No quilombo Acre, em Cururupu (MA), a trancista quilombola, fisioterapeuta e comunicadora popular Wynnie Andreza Gomes, 27 anos, sempre esteve rodeada de mulheres. Ainda criança tinha os cabelos cuidados e trançados pelas tias. O costume a fez crescer amando a forma e a textura dos fios.
“A influência da minha família e o fato de ter vivido dentro do movimento negro contribuiu muito para o fortalecimento da minha autoestima. Sempre tive uma grande representatividade das mulheres do quilombo que, desde sempre, tinham essa cultura de usar tranças e o cabelo natural. Naquele tempo as tranças não eram populares como atualmente e, mesmo vivenciando o preconceito na escola por usar tranças e por ter o cabelo que não “voava”, eu nunca me abalei. Foi trabalhado desde sempre em mim que o meu cabelo, crespo ou feito tranças, era bonito”, afirmou.
Entre a infância e a adolescência, Wynnie também aprendeu a trançar e começou a fazer tranças no próprio cabelo e nas outras meninas do quilombo. Aos 17 anos a jovem tornou-se trancista profissional e passou a trabalhar resgatando a autoestima de outras mulheres negras. Para ela, não há sensação melhor do que a de ver as clientes felizes com a aparência.
“Ver as mulheres chegando inseguras e saindo confiantes, realizadas e felizes com o resultado não tem preço. É muito prazeroso elevar a autoestima de uma mulher negra e vê-la se sentir empoderada. Hoje já vemos a aceitação do cabelo crespo e as tranças são uma ótima opção para quem ainda está deixando de alisar os cabelos”, afirmou Wynnie.

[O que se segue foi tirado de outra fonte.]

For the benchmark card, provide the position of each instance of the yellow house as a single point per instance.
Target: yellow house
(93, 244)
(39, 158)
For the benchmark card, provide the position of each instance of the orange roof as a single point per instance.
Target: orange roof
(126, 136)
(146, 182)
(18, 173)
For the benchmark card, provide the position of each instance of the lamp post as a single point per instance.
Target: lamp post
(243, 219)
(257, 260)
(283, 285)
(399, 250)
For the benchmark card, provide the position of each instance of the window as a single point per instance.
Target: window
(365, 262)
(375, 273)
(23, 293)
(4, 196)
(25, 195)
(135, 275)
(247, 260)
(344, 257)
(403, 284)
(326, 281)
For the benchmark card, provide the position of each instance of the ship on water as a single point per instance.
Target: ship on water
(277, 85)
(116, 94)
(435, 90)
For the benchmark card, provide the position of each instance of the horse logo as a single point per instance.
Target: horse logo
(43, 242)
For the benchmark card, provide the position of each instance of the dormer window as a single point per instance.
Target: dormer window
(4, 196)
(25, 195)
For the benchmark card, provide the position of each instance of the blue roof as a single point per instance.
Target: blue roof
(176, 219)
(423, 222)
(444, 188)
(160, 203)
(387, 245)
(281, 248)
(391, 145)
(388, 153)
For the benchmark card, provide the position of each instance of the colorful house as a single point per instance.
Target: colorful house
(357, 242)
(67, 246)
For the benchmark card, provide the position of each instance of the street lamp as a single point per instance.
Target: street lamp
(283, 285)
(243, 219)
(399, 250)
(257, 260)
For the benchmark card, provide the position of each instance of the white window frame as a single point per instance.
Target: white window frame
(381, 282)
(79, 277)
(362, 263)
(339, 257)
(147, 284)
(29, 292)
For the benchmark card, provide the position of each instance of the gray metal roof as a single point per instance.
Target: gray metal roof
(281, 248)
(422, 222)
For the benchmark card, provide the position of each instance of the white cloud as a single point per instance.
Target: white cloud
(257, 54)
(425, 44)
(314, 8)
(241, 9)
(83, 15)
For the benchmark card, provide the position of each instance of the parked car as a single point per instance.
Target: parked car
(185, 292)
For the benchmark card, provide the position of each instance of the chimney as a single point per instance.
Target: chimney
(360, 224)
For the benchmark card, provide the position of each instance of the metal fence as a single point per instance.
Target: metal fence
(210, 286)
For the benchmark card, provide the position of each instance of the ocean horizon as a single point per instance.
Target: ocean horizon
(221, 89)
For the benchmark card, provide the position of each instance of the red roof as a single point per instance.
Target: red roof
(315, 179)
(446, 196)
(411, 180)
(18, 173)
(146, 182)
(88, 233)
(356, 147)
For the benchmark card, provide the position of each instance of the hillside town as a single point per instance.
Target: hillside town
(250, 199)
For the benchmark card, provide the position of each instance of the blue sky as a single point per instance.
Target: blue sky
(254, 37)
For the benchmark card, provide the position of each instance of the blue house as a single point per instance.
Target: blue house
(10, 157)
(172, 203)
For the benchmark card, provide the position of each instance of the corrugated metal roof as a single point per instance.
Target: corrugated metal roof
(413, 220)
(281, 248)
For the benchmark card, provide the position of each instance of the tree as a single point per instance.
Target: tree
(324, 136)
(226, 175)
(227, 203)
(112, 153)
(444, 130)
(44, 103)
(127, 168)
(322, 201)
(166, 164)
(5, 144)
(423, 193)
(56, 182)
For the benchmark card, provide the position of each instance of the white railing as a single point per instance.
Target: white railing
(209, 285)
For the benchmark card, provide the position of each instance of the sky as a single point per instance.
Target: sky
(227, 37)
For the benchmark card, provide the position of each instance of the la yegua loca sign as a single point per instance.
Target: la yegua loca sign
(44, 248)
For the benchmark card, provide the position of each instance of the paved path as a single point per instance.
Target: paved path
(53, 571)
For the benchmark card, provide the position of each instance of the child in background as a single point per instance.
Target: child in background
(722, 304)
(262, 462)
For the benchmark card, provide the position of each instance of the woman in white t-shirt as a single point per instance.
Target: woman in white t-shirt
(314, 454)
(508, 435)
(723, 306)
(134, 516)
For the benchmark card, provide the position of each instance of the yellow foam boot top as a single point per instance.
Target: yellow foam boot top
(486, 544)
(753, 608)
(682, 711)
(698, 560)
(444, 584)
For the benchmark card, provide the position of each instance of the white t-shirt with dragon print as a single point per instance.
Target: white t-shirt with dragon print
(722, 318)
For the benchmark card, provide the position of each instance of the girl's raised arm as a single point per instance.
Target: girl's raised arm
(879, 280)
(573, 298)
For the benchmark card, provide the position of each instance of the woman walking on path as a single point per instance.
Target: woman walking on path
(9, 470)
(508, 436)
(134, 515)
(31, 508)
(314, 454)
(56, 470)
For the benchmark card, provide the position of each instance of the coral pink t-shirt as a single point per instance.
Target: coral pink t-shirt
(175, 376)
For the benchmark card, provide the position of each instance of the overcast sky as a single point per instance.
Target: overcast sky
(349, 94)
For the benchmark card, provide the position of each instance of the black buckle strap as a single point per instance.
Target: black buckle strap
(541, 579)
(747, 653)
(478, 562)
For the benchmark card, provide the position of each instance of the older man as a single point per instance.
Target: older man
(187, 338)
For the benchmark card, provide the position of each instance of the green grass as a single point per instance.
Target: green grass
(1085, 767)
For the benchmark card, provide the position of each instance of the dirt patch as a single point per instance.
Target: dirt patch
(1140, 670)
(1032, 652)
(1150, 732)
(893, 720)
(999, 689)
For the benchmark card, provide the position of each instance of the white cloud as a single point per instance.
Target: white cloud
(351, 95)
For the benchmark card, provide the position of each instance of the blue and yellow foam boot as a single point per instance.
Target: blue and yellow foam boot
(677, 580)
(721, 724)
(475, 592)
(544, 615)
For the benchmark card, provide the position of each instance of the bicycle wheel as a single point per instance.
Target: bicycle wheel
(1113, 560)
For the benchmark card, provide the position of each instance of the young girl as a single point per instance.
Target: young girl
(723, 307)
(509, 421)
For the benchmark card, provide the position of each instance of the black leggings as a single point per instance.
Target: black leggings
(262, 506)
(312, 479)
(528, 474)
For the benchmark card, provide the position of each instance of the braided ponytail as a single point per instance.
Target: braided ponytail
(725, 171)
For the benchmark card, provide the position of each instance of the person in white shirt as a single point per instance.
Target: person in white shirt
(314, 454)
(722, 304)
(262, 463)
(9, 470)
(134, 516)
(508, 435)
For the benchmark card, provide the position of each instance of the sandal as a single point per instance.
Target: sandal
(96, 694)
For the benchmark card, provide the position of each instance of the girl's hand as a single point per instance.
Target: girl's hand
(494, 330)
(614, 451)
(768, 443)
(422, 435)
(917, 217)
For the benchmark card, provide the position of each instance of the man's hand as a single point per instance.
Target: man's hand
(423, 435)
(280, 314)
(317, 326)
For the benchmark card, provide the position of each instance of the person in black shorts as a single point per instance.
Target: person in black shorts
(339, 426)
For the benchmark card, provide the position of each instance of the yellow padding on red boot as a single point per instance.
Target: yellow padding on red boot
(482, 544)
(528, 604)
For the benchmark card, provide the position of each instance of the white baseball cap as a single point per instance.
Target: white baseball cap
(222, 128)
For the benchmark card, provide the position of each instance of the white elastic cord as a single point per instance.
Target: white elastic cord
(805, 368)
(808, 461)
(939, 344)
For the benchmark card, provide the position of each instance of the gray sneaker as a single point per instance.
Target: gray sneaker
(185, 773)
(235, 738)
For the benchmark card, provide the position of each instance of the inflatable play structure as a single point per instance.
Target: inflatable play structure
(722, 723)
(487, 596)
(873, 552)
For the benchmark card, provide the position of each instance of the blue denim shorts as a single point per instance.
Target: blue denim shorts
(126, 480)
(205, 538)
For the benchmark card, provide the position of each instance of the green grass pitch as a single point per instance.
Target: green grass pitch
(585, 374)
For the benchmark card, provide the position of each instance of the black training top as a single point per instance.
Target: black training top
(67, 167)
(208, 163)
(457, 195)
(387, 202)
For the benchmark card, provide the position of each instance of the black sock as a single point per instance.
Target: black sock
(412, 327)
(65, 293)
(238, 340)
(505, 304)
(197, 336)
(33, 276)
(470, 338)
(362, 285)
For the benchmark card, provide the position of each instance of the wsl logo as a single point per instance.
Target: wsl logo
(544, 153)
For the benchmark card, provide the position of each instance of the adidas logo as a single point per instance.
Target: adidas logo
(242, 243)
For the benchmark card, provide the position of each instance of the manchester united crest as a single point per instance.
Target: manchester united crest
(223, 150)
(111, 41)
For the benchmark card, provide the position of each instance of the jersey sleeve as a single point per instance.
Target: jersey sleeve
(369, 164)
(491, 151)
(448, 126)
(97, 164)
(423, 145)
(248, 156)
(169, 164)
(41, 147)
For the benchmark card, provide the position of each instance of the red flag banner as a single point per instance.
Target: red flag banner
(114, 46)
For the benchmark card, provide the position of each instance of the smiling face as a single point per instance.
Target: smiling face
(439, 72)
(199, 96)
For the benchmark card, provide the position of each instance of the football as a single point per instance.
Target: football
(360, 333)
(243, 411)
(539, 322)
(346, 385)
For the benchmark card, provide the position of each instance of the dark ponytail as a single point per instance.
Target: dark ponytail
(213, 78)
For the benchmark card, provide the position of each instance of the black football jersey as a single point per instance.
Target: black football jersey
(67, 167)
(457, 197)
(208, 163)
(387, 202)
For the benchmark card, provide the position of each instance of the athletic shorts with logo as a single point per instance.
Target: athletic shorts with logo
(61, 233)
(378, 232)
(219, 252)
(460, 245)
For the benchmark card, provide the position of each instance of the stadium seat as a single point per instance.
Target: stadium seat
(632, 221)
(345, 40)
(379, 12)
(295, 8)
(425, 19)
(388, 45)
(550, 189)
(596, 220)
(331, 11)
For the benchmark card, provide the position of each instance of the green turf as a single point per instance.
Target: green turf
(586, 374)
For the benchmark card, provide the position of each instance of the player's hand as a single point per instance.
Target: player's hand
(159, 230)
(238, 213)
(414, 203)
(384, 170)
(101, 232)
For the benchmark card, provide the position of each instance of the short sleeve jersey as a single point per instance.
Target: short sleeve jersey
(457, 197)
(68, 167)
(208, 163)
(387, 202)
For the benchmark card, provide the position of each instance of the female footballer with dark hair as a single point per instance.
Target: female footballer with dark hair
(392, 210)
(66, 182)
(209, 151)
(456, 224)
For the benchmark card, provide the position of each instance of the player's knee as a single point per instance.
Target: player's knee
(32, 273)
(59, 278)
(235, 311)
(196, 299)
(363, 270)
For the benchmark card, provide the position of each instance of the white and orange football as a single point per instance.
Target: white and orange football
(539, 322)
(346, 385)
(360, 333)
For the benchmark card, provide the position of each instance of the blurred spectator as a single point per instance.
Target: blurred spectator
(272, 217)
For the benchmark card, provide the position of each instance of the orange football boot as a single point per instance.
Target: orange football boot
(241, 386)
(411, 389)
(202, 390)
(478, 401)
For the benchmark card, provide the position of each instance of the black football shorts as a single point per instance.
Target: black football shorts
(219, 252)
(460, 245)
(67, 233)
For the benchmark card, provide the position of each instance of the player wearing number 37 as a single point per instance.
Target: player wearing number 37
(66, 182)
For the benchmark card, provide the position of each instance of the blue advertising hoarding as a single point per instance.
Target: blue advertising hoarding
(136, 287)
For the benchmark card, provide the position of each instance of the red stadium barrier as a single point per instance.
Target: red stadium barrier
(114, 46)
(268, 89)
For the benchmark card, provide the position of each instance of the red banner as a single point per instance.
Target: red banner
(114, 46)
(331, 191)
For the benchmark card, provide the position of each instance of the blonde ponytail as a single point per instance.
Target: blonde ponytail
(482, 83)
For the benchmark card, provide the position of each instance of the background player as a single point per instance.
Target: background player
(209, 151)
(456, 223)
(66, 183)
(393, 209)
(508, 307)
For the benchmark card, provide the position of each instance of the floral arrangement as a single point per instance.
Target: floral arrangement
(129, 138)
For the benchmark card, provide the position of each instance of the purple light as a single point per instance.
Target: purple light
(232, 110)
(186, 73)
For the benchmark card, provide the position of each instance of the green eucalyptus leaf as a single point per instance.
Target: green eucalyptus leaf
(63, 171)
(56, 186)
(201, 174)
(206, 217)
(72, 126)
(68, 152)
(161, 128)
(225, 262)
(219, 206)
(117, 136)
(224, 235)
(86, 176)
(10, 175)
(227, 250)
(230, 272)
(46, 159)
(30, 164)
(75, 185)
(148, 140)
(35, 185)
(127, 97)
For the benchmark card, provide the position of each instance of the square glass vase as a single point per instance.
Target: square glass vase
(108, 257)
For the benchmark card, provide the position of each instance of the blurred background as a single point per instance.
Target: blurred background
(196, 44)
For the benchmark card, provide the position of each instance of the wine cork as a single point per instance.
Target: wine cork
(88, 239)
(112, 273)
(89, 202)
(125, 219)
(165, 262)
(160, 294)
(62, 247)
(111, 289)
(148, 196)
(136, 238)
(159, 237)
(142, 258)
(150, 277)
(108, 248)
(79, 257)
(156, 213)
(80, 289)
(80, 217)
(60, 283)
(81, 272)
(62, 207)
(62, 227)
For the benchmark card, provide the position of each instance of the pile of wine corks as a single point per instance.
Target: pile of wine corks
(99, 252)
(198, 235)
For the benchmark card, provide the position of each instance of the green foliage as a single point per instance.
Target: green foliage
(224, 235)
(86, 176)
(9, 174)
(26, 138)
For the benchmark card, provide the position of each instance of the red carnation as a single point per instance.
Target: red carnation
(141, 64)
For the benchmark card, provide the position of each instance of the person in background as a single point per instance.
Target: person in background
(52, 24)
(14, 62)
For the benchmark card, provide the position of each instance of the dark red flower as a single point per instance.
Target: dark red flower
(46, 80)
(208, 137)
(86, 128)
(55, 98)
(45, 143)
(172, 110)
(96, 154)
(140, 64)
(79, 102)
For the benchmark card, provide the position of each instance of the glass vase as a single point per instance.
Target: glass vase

Indo contra a imposição de alisamento, o cabelo black power carrega uma história ligada ao movimento negro. Utilizado por homens e mulheres, o cabelo volumoso e com formato arredondado virou símbolo de identidade e resistência na década de 1960, quando se popularizou. Na época, integrantes do Panteras Negras – grupo que surgiu com a pauta de combate à violência policial contra negros e defendia o lema ‘Black Power’ (Poder Preto, em tradução livre) – traziam a discussão estética sobre o padrão de beleza eurocêntrico.
O pente garfo é muito utilizado para manter o cabelo black power, porém o item não é encontrado com facilidade como outros acessórios usados para pentear cabelos com outras texturas.
Em paralelo às discussões antirracistas envolvendo cabelos, os debates sobre a transição capilar – procedimento que resgata a textura natural dos cabelos – e valorização de cabelos crespos e cacheados têm crescido nos últimos anos. Mas é importante destacar que o uso do cabelo natural não deve ser uma obrigação ou imposição entre as mulheres negras e quilombolas. As mulheres são livres e nesse ponto o que vale é o livre arbítrio.